Col 1, 15-20; Sal 99; Lc 5, 33-39

«¿Queréis que ayunen los amigos del novio mientras el novio está con ellos? Llegará el día en que se lo lleven, y entonces ayunarán». Es viernes. Hoy es el día en que se llevaron al Novio. La Novia quedó herida de muerte y de Vida, y, aunque han pasado más de veinte siglos, nunca llega el viernes sin que la Iglesia recuerde las tres horas que su Amado vivió colgado del Madero. No se trata del fantasma de un dolor pasado, ni es la Iglesia una viuda que regase con lágrimas las prendas de su Esposo…
No. Desde aquel viernes en que el Cordero escaló a lo alto de la Cruz, todos los viernes de la Historia han sido bañados en Sangre. El Novio no se ha ido; sigue allí, crucificado en lo alto del Viernes. Y ella, la Iglesia, no es viuda sino Novia. No está sola; acompaña al Novio con sus lágrimas, y acompasa con el ayuno la Pasión de su Amado. A cualquiera que conozca la Liturgia de las Horas, estas consideraciones le resultarán familiares.

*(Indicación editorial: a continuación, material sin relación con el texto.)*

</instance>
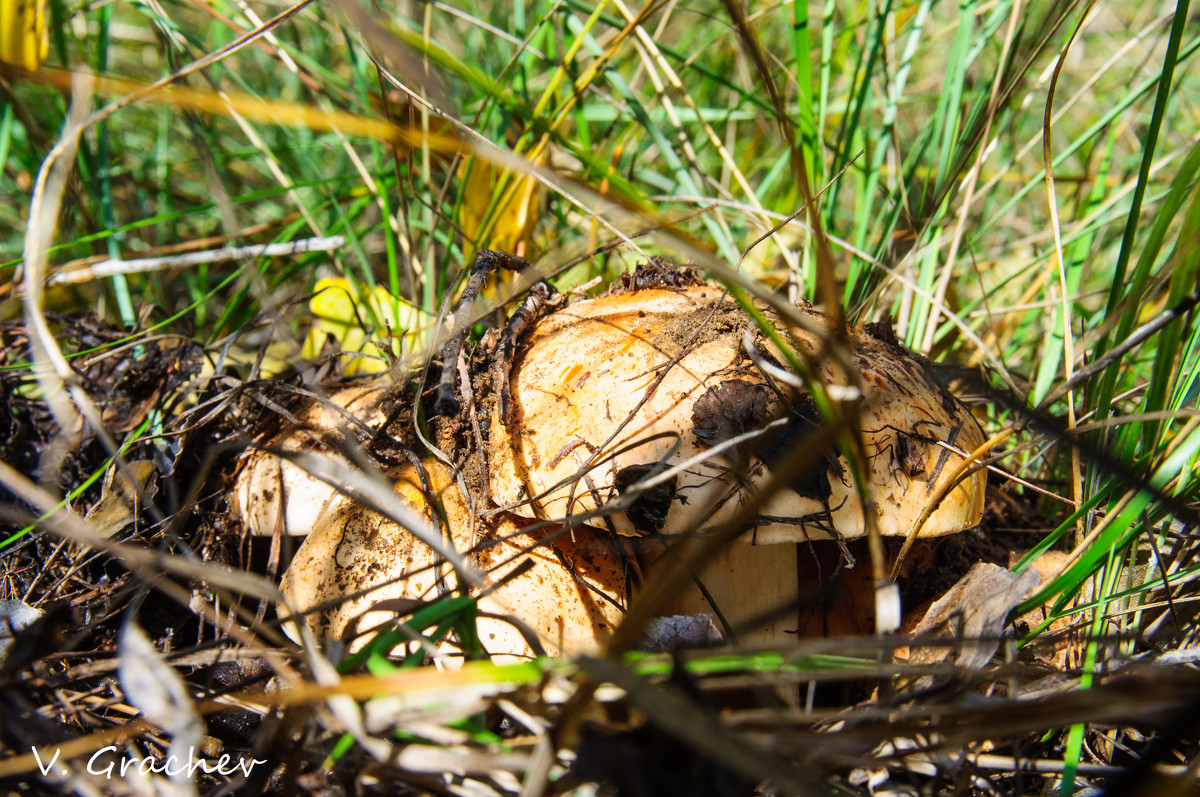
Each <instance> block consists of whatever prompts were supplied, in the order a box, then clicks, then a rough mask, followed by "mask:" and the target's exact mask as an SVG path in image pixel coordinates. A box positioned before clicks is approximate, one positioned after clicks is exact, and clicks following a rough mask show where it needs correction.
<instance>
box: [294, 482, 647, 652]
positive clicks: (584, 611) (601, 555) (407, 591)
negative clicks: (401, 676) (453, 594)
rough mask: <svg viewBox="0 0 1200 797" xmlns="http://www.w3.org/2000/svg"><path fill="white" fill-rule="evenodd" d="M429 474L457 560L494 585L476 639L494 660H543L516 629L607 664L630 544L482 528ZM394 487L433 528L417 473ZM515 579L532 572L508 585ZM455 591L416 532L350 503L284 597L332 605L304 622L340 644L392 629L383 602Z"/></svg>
mask: <svg viewBox="0 0 1200 797" xmlns="http://www.w3.org/2000/svg"><path fill="white" fill-rule="evenodd" d="M427 474H428V479H430V483H431V484H430V486H431V487H432V489H433V491H434V492H436V493H437V496H438V497H439V498H440V502H442V509H443V510H444V516H445V527H446V528H448V529H449V539H450V540H451V541H452V543H454V546H455V549H456V550H457V551H460V552H462V553H467V552H473V555H472V556H470V561H472V562H473V564H474V565H475V567H476V568H478V569H479V570H480V571H481V573H482V574H485V576H486V582H487V585H486V586H485V588H484V592H485V594H484V597H482V598H480V600H479V609H480V612H481V617H480V618H479V621H478V625H476V629H478V631H479V637H480V641H481V642H482V645H484V648H485V649H486V651H487V652H488V653H490V654H491V655H492V659H493V660H497V657H499V658H500V659H502V660H504V659H528V658H530V657H533V655H535V651H534V649H533V648H532V647H530V645H529V643H528V642H527V640H526V637H524V636H523V635H522V633H521V629H520V628H518V627H517V625H516V624H514V623H512V622H510V619H508V618H511V617H515V618H517V619H518V621H521V623H523V624H524V625H527V627H528V628H529V629H532V630H533V633H534V634H535V635H536V637H538V639H539V641H540V643H541V646H542V647H544V648H545V651H546V652H547V653H548V654H551V655H569V654H578V653H596V652H599V649H600V647H601V645H602V642H604V641H605V640H607V637H608V636H610V635H611V633H612V629H613V628H614V627H616V624H617V623H618V622H619V619H620V616H622V615H623V612H624V610H623V606H622V604H623V603H624V597H625V594H626V583H625V580H626V568H625V564H626V559H628V558H629V555H628V553H626V552H625V551H624V547H623V544H622V543H620V541H619V540H618V539H617V538H614V537H613V535H611V534H605V533H602V532H598V531H595V529H587V528H583V529H575V532H574V534H562V535H559V537H557V538H556V539H553V540H546V539H545V537H546V535H545V532H544V531H536V532H523V531H522V528H520V527H518V525H517V520H518V519H515V517H512V516H510V515H505V514H500V515H494V516H490V517H476V519H475V520H474V522H473V519H472V516H470V513H469V511H468V509H467V505H466V503H464V502H463V499H462V496H461V493H460V491H458V487H457V486H456V485H455V484H454V483H452V479H451V475H450V473H449V471H448V469H446V468H445V467H444V466H442V465H439V463H427ZM389 475H390V479H391V481H392V483H394V484H395V490H396V495H397V496H398V497H400V498H401V499H402V501H403V502H404V503H406V504H408V505H409V507H410V508H412V509H413V510H414V511H415V513H418V514H422V515H424V516H425V517H426V519H428V520H431V521H432V520H433V519H434V509H433V504H432V503H431V501H430V496H427V493H426V492H425V491H422V489H421V484H420V479H419V477H418V474H416V472H415V469H414V468H413V467H412V466H406V467H403V468H401V469H398V471H396V472H394V473H391V474H389ZM526 563H528V564H526ZM517 568H528V569H527V570H522V571H521V573H520V574H517V575H515V576H514V577H508V576H510V574H512V573H514V571H515V570H516V569H517ZM439 573H440V574H442V576H443V579H442V582H443V586H442V587H439V586H438V574H439ZM456 585H457V579H456V577H455V574H454V573H452V571H451V570H450V568H449V565H446V564H444V563H439V561H438V557H437V555H436V553H434V552H433V551H432V550H431V549H430V547H428V546H426V545H425V544H424V543H421V541H420V540H418V539H416V538H415V537H414V535H413V534H412V533H410V532H409V531H408V529H406V528H403V527H402V526H400V525H398V523H396V522H394V521H391V520H389V519H388V517H384V516H382V515H379V514H377V513H374V511H372V510H370V509H367V508H365V507H362V505H359V504H353V503H352V504H348V505H346V507H343V508H342V509H341V510H340V511H338V513H337V514H336V515H334V516H332V517H331V519H330V520H329V521H328V522H325V523H324V525H322V526H320V527H319V528H317V529H316V531H314V532H313V533H312V534H311V535H308V538H307V539H306V540H305V541H304V544H302V545H301V546H300V549H299V551H296V555H295V557H294V558H293V561H292V563H290V565H289V567H288V570H287V573H284V575H283V580H282V583H281V588H282V591H283V594H284V597H286V598H287V599H288V603H289V605H290V606H292V607H293V609H295V610H296V611H300V612H305V611H307V610H310V609H313V607H317V606H322V605H324V606H325V607H324V609H320V610H319V611H316V612H313V613H310V615H306V621H307V623H308V625H310V628H311V629H312V630H313V631H314V633H316V635H317V636H318V637H324V639H341V637H343V636H346V635H347V634H348V633H349V631H350V630H352V622H353V623H354V629H353V630H358V631H362V630H366V629H370V628H373V627H376V625H379V624H383V623H388V622H390V621H391V619H392V618H394V617H395V611H394V610H389V609H373V606H376V605H378V604H380V603H382V601H396V600H398V601H414V600H415V601H432V600H434V599H437V598H438V597H439V594H443V593H449V592H452V591H455V589H456ZM360 593H364V594H360ZM284 628H287V625H284ZM361 643H362V641H361V640H360V641H358V642H355V643H352V648H356V647H361Z"/></svg>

Desde primera hora, la Novia se prepara recitando, en la oración de Laudes, el salmo 50: «Misericordia, Dios mío, por tu bondad; por tu inmensa compasión borra mi culpa». Te animo a convertir, en este día, tu oración de la mañana en un examen de conciencia: recuerda todos los pecados de tu vida («Tengo siempre presente mi pecado»), considera el castigo que por ellos mereces, y preséntalos humildemente ante la misericordia de Dios. Hazlo como quien no merece ser escuchado, confiado únicamente en el inmarcesible Amor del Dios a quien ofendiste… Después escucha su respuesta, abre tu alma a los designios misericordiosos de Quien ha determinado enviar a su Hijo para salvarte de la muerte que por tus culpas mereces. Antes de terminar tu oración, mira a Jesús y dile que sí; que quieres ser redimido; que, si tantas veces lo has abandonado, esta vez quieres acompañarlo… Dilo de rodillas.

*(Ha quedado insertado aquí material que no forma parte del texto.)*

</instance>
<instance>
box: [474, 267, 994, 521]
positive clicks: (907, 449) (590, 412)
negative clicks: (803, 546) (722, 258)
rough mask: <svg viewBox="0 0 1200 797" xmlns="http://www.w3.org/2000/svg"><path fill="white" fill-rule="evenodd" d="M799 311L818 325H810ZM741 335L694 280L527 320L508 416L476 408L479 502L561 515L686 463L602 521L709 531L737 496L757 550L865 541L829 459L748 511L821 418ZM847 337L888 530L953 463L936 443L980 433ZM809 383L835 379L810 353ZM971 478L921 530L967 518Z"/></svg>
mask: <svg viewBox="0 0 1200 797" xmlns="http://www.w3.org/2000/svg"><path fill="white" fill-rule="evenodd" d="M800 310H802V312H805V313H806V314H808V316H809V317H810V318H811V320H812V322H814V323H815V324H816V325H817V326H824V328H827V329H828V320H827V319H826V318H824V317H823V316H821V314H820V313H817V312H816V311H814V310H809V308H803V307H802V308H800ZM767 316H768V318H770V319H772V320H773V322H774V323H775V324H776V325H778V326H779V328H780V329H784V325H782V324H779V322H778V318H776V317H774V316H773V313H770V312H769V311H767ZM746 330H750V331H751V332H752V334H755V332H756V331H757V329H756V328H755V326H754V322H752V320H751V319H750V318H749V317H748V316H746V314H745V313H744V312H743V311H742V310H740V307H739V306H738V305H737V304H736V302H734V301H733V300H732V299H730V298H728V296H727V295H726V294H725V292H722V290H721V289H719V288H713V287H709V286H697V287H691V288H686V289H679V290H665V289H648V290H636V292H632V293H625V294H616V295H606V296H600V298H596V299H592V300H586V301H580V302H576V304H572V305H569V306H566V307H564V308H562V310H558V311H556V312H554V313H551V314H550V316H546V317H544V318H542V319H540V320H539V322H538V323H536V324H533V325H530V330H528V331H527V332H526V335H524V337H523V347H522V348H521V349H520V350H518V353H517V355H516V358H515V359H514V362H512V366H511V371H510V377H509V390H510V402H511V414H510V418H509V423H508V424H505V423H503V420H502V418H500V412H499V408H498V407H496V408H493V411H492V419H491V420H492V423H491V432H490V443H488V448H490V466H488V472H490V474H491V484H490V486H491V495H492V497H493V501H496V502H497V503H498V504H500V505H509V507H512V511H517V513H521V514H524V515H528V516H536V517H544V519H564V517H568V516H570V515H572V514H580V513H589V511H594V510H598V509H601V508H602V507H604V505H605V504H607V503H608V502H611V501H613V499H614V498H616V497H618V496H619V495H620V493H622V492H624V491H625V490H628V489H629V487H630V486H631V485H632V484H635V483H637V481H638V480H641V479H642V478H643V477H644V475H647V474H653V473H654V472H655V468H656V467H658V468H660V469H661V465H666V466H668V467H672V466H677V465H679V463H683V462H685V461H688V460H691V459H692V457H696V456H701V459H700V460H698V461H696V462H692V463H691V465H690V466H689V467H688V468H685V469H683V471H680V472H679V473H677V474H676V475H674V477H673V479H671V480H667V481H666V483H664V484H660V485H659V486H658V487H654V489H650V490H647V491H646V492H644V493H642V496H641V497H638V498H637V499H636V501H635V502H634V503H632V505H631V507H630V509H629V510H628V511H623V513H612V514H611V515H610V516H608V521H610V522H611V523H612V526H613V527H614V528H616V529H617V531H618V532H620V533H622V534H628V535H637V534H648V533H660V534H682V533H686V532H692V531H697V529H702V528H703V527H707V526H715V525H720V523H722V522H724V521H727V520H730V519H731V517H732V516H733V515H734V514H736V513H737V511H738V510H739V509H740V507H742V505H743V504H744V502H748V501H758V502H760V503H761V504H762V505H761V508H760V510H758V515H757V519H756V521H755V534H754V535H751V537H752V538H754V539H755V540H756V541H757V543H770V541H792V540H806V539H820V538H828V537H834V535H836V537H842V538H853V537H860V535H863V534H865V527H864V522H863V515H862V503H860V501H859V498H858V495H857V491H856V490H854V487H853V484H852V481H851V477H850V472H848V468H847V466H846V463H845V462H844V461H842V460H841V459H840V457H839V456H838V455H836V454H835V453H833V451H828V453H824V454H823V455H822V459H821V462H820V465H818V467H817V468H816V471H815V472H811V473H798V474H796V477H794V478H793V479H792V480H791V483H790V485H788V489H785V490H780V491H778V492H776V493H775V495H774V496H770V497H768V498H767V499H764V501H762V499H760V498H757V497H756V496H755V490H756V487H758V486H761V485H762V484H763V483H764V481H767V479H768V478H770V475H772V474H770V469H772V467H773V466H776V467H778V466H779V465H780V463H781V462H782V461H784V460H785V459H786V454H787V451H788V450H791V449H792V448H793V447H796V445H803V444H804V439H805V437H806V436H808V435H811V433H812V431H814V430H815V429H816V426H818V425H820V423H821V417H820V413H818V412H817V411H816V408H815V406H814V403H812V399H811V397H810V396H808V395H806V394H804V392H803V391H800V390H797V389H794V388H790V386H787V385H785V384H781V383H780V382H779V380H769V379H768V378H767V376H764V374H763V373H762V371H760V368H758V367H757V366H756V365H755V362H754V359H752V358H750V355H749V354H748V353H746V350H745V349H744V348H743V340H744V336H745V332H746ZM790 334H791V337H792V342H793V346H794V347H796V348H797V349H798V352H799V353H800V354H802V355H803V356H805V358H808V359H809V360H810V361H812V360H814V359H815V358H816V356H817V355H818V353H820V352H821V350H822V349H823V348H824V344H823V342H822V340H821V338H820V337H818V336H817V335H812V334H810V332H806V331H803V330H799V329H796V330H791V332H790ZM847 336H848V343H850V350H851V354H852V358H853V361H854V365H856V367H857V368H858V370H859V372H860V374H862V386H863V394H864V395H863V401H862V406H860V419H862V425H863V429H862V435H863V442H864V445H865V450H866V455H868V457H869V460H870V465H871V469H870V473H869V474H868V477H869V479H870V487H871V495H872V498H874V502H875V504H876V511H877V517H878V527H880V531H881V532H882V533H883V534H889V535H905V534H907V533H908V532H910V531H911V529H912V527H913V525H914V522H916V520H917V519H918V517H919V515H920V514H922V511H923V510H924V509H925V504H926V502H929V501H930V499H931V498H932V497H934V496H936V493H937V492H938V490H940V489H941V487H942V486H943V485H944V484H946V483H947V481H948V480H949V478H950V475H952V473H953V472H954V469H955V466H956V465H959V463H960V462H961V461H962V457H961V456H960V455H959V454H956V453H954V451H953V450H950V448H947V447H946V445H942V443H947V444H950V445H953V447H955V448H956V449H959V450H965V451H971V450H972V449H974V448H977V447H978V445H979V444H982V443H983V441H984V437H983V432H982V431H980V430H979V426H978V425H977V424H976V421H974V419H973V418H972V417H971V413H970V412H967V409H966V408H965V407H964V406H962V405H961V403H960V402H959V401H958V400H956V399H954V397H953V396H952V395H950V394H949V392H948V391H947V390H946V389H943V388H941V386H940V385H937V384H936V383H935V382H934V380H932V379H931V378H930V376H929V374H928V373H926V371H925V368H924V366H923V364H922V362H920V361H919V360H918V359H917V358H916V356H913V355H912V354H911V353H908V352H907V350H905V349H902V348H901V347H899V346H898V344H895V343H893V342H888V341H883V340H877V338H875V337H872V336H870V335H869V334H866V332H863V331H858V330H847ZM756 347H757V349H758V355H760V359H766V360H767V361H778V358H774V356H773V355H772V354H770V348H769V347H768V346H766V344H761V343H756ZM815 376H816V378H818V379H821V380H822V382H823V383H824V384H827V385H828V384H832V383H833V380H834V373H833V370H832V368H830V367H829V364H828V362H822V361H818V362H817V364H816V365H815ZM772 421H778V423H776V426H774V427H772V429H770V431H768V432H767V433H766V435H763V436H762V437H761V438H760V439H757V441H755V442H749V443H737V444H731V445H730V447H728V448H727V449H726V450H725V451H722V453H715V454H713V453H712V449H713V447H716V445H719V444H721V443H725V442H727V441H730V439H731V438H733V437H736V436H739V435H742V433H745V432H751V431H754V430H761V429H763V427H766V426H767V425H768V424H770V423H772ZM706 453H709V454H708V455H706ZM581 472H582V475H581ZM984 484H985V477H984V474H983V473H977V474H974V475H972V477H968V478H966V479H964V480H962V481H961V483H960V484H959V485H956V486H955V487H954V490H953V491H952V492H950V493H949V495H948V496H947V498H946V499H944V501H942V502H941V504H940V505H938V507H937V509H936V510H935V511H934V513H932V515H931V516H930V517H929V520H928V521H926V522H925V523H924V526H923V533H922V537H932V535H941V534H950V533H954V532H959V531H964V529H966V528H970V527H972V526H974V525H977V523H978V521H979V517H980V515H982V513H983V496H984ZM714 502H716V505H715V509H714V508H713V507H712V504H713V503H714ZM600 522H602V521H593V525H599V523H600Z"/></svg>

Es día de ayuno. Bastará, a los pequeños, un pequeño sacrificio: quizá pudieras desayunar la mitad. Durante la mañana, procura conducirte con humildad; recuerda a Quién has dicho «sí», y no olvides que has sido mirado con misericordia. Llegada la tarde, medita la Pasión de Cristo; quizá pudieras leer cada viernes uno de los cuatro relatos evangélicos. Lee despacio, acompaña al Señor, llora tus pecados, y haz penitencia por lo mucho que Jesús es ofendido en nuestro mundo. Terminada la lectura con la narración del entierro del Maestro, te ayudará recitar las vísperas: «¡Grandes y maravillosas son tus obras, Señor, Dios Omnipotente» (Ap 15, 3).

Coge ahora la mano de María. Vela con Ella el Santo Sepulcro, y comparte su serena y esperanzada meditación. Allí rezarás las completas antes de acostarte: «Ya me cuentan con los que bajan a la fosa. Soy como un inválido» (Sal 87), y concluirás: «ya que con nuestro descanso vamos a imitar a tu Hijo, que descansó en el sepulcro…»

Mañana pasarás el día pegadito a tu Madre, y junto a Ella esperarás la Luz que ya se esconde tras la muerte.